Hello again everyone, 
I have another screwy question.
I'm about to assemble a media cabinet box that will be then built into a closet. 
Made from 3/4" birch veneer plywood. 
(approx. 36w x 56h x 24d) 
I will use Titebond glue and Spax screws. 
But what size screws should i use to assemble? I've read so many different opinions.

I think these seem to be what i need: 
Spax 8×1-1/2" flat-head partial thread multi-material screw

http://m.homedepot.com/p/SPAX-8-x-1-1-2-in-T-Star-Drive-Flat-Head-Partial-Thread-Yellow-Zinc-Coated-Multi-Material-Screw-197-per-Box-4191020400406/202040968

Any thoughts? 
Partial or full thread? 
(I believe partial threads are preferred for this use but they don't seem to be available everywhere.)

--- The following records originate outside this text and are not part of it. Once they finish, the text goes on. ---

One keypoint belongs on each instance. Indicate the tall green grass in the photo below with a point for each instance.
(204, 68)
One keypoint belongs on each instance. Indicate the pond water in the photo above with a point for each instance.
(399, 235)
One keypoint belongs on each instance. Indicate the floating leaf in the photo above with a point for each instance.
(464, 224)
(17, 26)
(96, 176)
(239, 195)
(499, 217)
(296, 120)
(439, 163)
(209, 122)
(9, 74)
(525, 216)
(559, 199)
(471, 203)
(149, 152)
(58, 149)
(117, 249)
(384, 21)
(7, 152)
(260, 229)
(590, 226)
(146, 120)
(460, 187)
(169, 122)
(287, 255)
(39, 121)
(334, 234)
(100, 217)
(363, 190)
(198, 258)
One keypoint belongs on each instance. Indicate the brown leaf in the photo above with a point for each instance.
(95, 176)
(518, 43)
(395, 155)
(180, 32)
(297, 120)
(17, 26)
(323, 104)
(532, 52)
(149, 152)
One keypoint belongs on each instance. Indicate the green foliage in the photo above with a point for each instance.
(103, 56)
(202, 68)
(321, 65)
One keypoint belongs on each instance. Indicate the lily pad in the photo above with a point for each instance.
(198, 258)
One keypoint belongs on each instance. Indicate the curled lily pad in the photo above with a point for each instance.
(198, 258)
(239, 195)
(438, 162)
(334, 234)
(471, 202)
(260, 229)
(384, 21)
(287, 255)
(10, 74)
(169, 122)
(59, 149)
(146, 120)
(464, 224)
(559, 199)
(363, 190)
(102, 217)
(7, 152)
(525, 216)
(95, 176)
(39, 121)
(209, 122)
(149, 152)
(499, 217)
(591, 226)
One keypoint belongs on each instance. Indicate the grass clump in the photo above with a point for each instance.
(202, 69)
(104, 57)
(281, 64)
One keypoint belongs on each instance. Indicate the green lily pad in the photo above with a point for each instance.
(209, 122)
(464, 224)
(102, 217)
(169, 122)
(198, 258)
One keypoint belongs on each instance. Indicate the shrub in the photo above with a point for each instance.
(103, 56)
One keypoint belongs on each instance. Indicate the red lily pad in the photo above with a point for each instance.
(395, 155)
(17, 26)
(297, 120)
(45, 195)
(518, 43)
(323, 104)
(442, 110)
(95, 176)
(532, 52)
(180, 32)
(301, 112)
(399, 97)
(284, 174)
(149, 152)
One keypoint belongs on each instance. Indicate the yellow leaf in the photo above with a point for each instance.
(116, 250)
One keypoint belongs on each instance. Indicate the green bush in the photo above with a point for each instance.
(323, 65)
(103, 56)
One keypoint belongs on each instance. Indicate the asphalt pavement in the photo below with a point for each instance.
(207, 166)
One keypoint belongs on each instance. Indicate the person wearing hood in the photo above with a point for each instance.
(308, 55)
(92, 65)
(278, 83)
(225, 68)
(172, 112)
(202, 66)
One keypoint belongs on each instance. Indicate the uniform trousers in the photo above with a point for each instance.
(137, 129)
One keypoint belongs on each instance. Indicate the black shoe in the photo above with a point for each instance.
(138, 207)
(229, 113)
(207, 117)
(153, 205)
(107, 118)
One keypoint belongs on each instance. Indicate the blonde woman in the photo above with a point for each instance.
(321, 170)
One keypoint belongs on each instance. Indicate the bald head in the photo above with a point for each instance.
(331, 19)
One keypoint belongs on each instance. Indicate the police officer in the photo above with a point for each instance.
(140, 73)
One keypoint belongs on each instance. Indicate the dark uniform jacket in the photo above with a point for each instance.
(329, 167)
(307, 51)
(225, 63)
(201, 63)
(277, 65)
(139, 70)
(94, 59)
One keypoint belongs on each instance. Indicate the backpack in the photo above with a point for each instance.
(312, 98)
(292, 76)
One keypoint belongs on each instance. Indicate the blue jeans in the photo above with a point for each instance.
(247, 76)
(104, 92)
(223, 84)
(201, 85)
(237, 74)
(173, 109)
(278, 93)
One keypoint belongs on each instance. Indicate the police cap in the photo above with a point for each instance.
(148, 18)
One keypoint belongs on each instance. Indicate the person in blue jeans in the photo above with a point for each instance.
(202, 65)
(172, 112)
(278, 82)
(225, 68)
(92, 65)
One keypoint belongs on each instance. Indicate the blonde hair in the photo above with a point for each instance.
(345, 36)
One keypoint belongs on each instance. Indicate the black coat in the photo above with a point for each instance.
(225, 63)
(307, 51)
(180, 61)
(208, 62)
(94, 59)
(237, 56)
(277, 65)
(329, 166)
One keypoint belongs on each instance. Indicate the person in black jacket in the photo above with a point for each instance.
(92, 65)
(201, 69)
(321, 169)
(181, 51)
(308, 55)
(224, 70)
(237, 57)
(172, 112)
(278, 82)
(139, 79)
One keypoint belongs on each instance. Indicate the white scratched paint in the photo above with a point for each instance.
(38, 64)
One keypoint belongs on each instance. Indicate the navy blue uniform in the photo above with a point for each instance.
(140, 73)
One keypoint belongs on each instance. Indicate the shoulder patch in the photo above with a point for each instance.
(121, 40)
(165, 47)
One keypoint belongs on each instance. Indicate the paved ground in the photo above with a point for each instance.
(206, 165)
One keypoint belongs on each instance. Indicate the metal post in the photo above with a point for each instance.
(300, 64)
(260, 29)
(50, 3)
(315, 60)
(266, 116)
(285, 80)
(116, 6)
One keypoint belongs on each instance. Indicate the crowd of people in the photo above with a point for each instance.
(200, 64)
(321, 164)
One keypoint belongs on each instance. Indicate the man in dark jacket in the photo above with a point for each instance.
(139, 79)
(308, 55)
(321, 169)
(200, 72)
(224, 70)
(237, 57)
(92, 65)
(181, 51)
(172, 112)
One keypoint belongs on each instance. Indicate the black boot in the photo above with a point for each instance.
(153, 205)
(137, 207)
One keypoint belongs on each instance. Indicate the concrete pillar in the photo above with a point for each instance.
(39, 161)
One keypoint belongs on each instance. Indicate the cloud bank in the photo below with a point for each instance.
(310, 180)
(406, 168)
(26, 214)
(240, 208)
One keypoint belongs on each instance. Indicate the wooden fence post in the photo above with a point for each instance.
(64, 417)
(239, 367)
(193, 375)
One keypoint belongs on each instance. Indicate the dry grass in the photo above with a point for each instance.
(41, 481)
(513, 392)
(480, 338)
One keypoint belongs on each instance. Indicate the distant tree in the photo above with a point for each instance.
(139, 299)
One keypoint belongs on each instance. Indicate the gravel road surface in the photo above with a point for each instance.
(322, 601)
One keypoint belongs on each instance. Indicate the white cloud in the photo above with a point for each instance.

Also how far apart should the screws be?

Thank you for adding to my continuing education.
karie


----------



## wapakfred (Jul 29, 2011)

Those screws will work fine, though you don't really need the YZ version (won't hurt, but may be paying extra for it). On a 24" deep cabinet, I would probably use 3 on each shelf. put them back a little from the edge so you don't get a split, and try to center them fairly well across the thickness for the same reason.


----------



## bobasaurus (Sep 6, 2009)

I recently bought a big set of "GOLD STAR MULTIPURPOSE STAR DRIVE SCREWS" from this obscure site:

http://www.screwsolutions.com/

They're great and pretty cheap, shipped free with my quantity too. The self drilling point and reaming shank are perfect for my use. They have the partial thread that works well for not separating two panels while driving in the screw.


----------



## Lazyman (Aug 8, 2014)

Some of the answers to your questions may depend upon the joints you are using (dado/groove, rabbet, butt?). For dado joints for example, since you are using glue, you may not need any screws unless you do not have a way to clamp the joint.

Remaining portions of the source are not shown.